Pages
In "Webriko" the code is mostly distributed in pages.
You can create pages of type: Javascript, HTML, CSS, PHP.
The "Inspector" panel displays the page properties by clicking on the page background.
The main properties of a page are: name, title, description, width, height.
By compiling the project, each page will become a single file with all the code of the contained nodes.
The "Page dir target" property indicates the directory where the page file will be saved.
For example, if we create a Javascript page named "utils",
and we define as destination folder of the compilation: "javascript",
after compiling we will find the page file in that folder: "javascript/utils.js".
Another page of type HTML, compiled in the upper folder, will be able to import the file using:
<script src="javascript/utils.js" ></script>
Page code
Each page, like nodes, contains code displayed by the code editor panel.
The code of a Javascript page contains only a placeholder "__JS__" which,
during compilation it is replaced by all the code of the nodes present in the page.
The same thing goes for CSS and PHP pages.
The code of a CSS page contains a "__CSS__" placeholder, while a PHP page contains the "__PHP__" placeholder.
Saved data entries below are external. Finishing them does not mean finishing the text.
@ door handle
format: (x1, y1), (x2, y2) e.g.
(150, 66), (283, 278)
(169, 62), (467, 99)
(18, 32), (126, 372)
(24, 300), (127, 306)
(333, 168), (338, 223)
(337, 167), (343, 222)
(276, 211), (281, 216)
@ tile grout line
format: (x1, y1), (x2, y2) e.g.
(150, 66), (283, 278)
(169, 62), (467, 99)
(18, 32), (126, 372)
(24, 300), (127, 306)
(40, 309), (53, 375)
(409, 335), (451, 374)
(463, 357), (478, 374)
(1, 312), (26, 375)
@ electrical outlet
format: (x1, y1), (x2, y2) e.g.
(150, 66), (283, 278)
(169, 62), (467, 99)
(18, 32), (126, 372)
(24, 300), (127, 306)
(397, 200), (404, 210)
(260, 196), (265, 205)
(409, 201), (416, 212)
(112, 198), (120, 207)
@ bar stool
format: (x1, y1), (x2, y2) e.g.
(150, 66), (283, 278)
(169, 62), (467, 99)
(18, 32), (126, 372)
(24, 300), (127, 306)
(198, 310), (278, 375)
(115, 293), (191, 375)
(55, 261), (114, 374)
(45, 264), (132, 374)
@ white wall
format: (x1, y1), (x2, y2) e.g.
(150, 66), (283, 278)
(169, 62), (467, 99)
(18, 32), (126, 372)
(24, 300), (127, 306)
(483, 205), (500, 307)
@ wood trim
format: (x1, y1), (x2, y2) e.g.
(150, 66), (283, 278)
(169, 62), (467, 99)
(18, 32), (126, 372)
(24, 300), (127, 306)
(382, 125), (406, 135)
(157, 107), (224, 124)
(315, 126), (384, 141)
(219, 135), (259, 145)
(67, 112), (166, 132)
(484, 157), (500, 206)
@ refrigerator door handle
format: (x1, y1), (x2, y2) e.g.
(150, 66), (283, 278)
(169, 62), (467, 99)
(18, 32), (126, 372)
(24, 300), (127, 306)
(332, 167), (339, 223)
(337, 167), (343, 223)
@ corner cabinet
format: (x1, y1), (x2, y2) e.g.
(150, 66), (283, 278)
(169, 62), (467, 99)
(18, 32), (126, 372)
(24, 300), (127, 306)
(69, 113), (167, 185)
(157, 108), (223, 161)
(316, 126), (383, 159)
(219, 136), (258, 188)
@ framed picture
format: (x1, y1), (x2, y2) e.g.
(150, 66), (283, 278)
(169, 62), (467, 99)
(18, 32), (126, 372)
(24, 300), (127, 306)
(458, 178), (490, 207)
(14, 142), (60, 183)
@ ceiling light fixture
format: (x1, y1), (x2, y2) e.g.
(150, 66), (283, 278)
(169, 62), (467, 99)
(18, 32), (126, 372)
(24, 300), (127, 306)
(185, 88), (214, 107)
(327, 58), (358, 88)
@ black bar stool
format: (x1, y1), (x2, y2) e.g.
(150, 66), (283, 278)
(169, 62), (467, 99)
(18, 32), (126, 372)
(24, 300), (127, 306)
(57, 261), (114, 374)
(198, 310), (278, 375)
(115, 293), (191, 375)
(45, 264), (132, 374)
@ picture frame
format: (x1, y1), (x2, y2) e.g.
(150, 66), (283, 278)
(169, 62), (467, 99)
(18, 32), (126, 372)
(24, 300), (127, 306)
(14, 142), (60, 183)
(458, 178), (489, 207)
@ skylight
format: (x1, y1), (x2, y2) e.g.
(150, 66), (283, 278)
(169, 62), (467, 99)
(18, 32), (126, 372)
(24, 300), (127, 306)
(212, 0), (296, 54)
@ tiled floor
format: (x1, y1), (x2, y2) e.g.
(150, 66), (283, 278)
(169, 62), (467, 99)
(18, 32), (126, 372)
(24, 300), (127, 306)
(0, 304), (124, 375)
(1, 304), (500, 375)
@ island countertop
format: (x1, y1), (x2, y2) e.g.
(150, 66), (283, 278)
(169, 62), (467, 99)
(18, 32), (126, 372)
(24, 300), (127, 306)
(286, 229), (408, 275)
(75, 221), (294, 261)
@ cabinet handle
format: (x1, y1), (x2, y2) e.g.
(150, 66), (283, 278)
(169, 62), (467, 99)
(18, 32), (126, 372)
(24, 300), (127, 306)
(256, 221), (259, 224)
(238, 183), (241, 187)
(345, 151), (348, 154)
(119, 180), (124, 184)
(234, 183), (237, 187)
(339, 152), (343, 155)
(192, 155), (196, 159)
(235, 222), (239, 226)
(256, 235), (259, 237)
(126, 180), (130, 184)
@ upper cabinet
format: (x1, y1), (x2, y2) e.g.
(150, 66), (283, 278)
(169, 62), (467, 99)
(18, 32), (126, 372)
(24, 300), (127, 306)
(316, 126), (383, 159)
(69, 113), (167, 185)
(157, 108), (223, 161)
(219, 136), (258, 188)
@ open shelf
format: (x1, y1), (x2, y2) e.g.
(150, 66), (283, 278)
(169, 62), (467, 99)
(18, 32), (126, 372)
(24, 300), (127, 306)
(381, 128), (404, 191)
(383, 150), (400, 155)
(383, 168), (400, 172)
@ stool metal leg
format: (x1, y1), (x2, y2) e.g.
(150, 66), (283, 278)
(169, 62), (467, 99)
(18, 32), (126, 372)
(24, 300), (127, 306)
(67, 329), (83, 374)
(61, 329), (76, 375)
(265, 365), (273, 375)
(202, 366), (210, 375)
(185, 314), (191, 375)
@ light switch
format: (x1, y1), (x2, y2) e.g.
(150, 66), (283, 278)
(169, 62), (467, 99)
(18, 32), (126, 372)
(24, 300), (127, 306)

By default, an HTML-type page can contain several programming languages,
in fact, the initial code contains the minimum code required for an HTML page
and the respective placeholders for the nodes: Javascript, CSS and HTML.
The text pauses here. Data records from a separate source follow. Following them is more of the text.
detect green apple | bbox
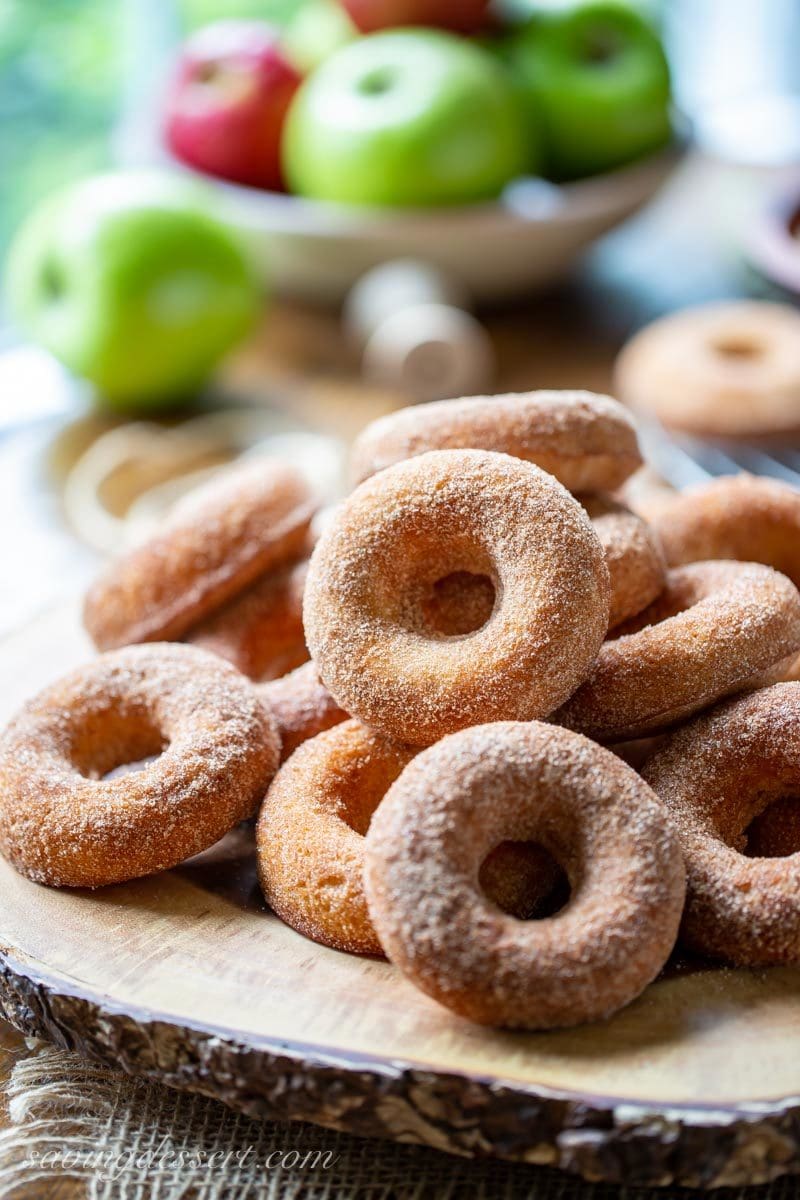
[6,171,259,412]
[282,30,530,207]
[282,0,357,74]
[506,0,672,180]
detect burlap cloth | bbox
[0,1042,795,1200]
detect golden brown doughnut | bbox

The initial code of an HTML page
<!DOCTYPE html>
<html lang="en">
<head>
<meta charset="UTF-8">
<title>__page_title__</title><meta name="description"
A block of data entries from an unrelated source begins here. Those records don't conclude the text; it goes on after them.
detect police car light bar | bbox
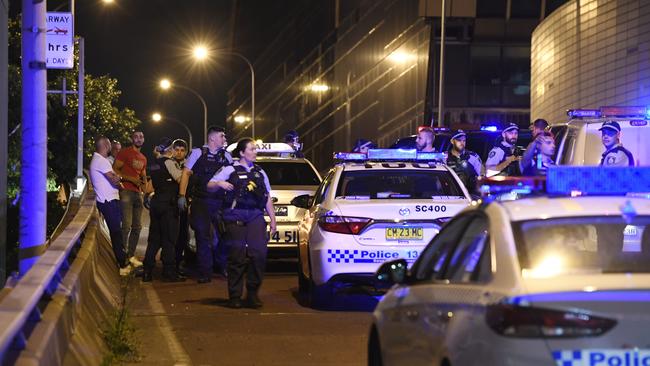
[226,142,295,154]
[479,176,546,200]
[600,106,647,118]
[334,149,446,162]
[480,125,498,132]
[546,166,650,195]
[567,109,600,118]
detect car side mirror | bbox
[376,259,408,285]
[291,194,313,209]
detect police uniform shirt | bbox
[448,151,482,176]
[185,145,233,171]
[210,162,273,193]
[485,142,513,170]
[164,159,183,182]
[600,144,634,167]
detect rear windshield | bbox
[513,216,650,276]
[335,169,464,199]
[256,161,320,186]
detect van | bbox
[551,106,650,166]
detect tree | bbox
[7,17,142,196]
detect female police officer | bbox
[207,138,277,309]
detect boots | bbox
[162,267,186,283]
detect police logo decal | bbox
[488,151,496,159]
[607,156,616,164]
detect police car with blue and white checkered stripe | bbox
[369,167,650,366]
[289,149,471,307]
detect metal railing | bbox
[0,186,95,362]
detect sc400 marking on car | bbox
[415,205,447,213]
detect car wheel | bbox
[368,326,383,366]
[297,253,311,296]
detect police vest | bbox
[600,145,635,166]
[223,165,269,210]
[190,147,231,200]
[447,151,479,192]
[494,143,521,177]
[150,156,178,203]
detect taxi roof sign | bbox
[226,142,295,154]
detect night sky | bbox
[9,0,294,153]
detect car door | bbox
[380,214,474,365]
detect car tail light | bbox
[318,216,372,235]
[486,304,616,338]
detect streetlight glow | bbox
[152,113,162,122]
[159,79,171,90]
[388,51,417,64]
[192,45,209,61]
[102,0,115,4]
[307,83,330,92]
[234,115,250,124]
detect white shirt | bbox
[90,152,120,203]
[210,161,272,193]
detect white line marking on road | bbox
[143,284,193,366]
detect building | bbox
[228,0,568,169]
[531,0,650,124]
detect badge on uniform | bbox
[607,156,616,164]
[488,151,496,159]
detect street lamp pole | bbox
[224,51,255,138]
[152,113,193,149]
[161,80,207,143]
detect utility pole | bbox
[437,0,447,127]
[75,37,85,194]
[20,0,48,274]
[0,0,8,286]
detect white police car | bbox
[369,167,650,366]
[290,149,472,307]
[226,142,322,257]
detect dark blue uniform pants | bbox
[190,198,228,278]
[224,209,268,299]
[97,199,127,268]
[144,198,179,271]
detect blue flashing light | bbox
[367,148,416,160]
[333,152,367,161]
[416,152,447,161]
[546,167,650,195]
[567,109,600,118]
[480,125,498,132]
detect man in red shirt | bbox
[114,130,147,266]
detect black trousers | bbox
[97,199,127,268]
[176,208,189,266]
[190,198,228,278]
[144,198,179,271]
[224,209,268,299]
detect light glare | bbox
[159,79,171,90]
[193,45,209,61]
[152,113,162,122]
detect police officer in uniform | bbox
[143,138,185,282]
[208,138,277,309]
[446,130,482,193]
[178,126,233,283]
[599,121,635,166]
[521,131,556,176]
[485,123,522,177]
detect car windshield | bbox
[256,161,320,186]
[335,170,464,199]
[513,216,650,276]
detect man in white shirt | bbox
[90,136,131,276]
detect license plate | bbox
[268,230,299,244]
[385,227,423,241]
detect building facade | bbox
[229,0,567,169]
[531,0,650,124]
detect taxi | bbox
[226,142,322,257]
[369,167,650,366]
[290,149,472,307]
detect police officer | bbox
[521,131,556,176]
[485,123,522,177]
[143,138,185,282]
[446,130,482,193]
[172,139,190,275]
[208,138,277,309]
[178,126,233,284]
[352,139,377,153]
[284,130,304,158]
[599,121,635,166]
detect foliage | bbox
[7,17,141,197]
[100,277,139,365]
content="__page_description__"></head>
<body>
<style> __CSS__ </style>
__HTML__
<script> __JS__ </script>
</body>
</html>
During compilation:the CSS code contained in the page nodes will replace the "__CSS__" placeholder,the HTML code contained in the page nodes will replace the "__HTML__" placeholder,Javascript code contained in page nodes will replace the "__JS__" placeholder.
Placeholder variables
The code of pages and nodes can contain other placeholder variables.
The HTML page code shown above contains 2 placeholder variables: "__page_title__" and "__page_description__".
These 2 placeholder variables, at compile time,
are replaced by the value of the respective page properties: "title" and "description".